并行架构与编程(六)scaling a website

Scale-out Parallelism, Elasticity, and Caching.

  • focus
    • parallelism
    • locality
  • metric
    • throughput
    • latency

1. setting worker number for web server

  • Parallelism: use all the server’s cores
  • Latency hiding: hide long-latency disk read operations
  • Concurrency:
    • many outstanding requests;
    • service quick requests
  • Footprint: don’t want too many threads so that aggregate working set of all threads causes thrashing

2. dynamic content

dynamic content: response is not static page but the result of application logic running in response to a request.
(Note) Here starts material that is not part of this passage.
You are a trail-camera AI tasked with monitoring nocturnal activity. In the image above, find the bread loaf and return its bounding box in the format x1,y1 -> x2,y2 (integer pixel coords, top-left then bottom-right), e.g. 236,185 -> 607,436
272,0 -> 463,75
2.1. scale for higher throughput

scripting language performance is terrible, therefore we can try scale the web servers for higher throughput

requests -> load balancer -> multiple web server <-> database

  • prob: how to deal with consistency state of sessions
    • approach 1: session affinity
      • all requests associated with a session are directed to the same server
      • load balancing is poor
      • do not have to change web-application design to implement scale out
    • approach 2: persist session state into database, namely stateless servers
      • load balancing is not a problem
      • web server is easy to scale
      • db becomes the bottleneck

  • prob: scaling out a databse
    • replicate: read-only replicate data and parallelize reads
      • write is still a problem
      • consistency issue
    • partition

2.2. how many web servers do we need

  • observ: site load is bursty
    • provisioning site for the average case load -> poor quality of service during peak usage
    • provisioning site for the peak case load -> many idle servers most of the time
  • solution: elasticity
    • foundation: server is stateless
    • sites automatically adds or removes web from/to worker pool based on measured load
    • source of servers available on-demand: aws, Azure, etc

2.3. reuse and locality

  • cache: cache commonly accessed objects
    • between web server and database
    • cache consistency problem

  • front-end cache: cache web server responses
    • reduce load on web servers
    • between load balancer and web server

  • content distribution networks(CDN): images and videos
    • redirect request url to CDN servers based on locality information
      • higher bandwidth
      • lower latency